Search code examples
pythonxmlunicoderssgb2312

How to parse RSS with GB2312 encoding in Python


I have a RSS feed shich is encoded in GB2312

When I am trying to parse it using following code:

for item in XML.ElementFromURL(feed).xpath('//item'):
    title = item.find('title').text

It is not able to parse the Feed.

Any Idea how to parse GB2312 encoded RSS feed

The error Log from Plex Media Server is below after using encoding as below

for item in XML.ElementFromURL(feed, encoding='gb2312').xpath('//item'):
        title = item.find('title').text

:

***Error Log:***
>  File "C:\Documents and Settings\subhendu.swain\Local Settings\Application Data\Plex Media Server\Plug-ins\Zaobao.bundle\Contents\Code\__init__.py", line 24, in GetDetails
    for item in XML.ElementFromURL(feed, encoding='gb2312').xpath('//item'):
  File "C:\Documents and Settings\subhendu.swain\Local Settings\Application Data\Plex Media Server\Plug-ins\Framework.bundle\Contents\Resources\Versions\2\Python\Framework\api\parsekit.py", line 81, in ElementFromURL
    return self.ElementFromString(self._core.networking.http_request(url, values, headers, cacheTime, autoUpdate, encoding, errors, immediate=True, sleep=sleep, opener=self._opener, txn_id=self._txn_id).content, isHTML=isHTML)
  File "C:\Documents and Settings\subhendu.swain\Local Settings\Application Data\Plex Media Server\Plug-ins\Framework.bundle\Contents\Resources\Versions\2\Python\Framework\api\parsekit.py", line 76, in ElementFromString
    return self._core.data.xml.from_string(string, isHTML)
  File "C:\Documents and Settings\subhendu.swain\Local Settings\Application Data\Plex Media Server\Plug-ins\Framework.bundle\Contents\Resources\Versions\2\Python\Framework\components\data.py", line 134, in from_string
    return etree.fromstring(markup)
  File "lxml.etree.pyx", line 2532, in lxml.etree.fromstring (src/lxml/lxml.etree.c:48270)
  File "parser.pxi", line 1545, in lxml.etree._parseMemoryDocument (src/lxml/lxml.etree.c:71812)
  File "parser.pxi", line 1424, in lxml.etree._parseDoc (src/lxml/lxml.etree.c:70673)
  File "parser.pxi", line 938, in lxml.etree._BaseParser._parseDoc (src/lxml/lxml.etree.c:67442)
  File "parser.pxi", line 539, in lxml.etree._ParserContext._handleParseResultDoc (src/lxml/lxml.etree.c:63824)
  File "parser.pxi", line 625, in lxml.etree._handleParseResult (src/lxml/lxml.etree.c:64745)
  File "parser.pxi", line 565, in lxml.etree._raiseParseError (src/lxml/lxml.etree.c:64088)
XMLSyntaxError: switching encoding: encoder error, line 1, column 36

2011-09-28 09:34:33,453 (9d0) :  DEBUG (core) - Response: 404

Solution

  • I assume you are using the Plex XML API. The documentation states that you can call XML.ElementFromURL(feed, encoding='gb2312') if you know that this is really the encoding being used.

    If the XML really is encoded with GB2312, then the declaration must be <?xml version="1.0" encoding="gb2312"?> (or begin with a byte order mark, for UTF-16), otherwise the XML is invalid.

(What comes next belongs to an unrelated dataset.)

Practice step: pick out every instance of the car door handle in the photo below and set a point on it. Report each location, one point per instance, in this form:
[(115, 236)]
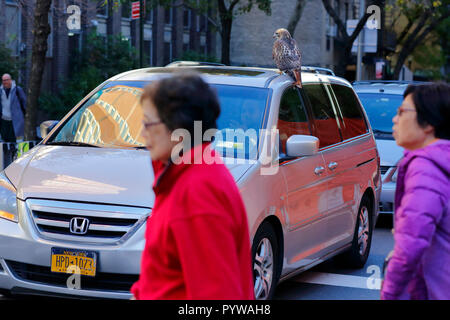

If there is no encoding in the XML declaration, and no byte order mark, parsers must assume UTF-8 encoding by default, and therefore it is invalid to use any other character encoding for XML without an encoding in the declaration. Since not specifying the encoding produces an error for you, I think it is possible that the RSS feed is not valid XML.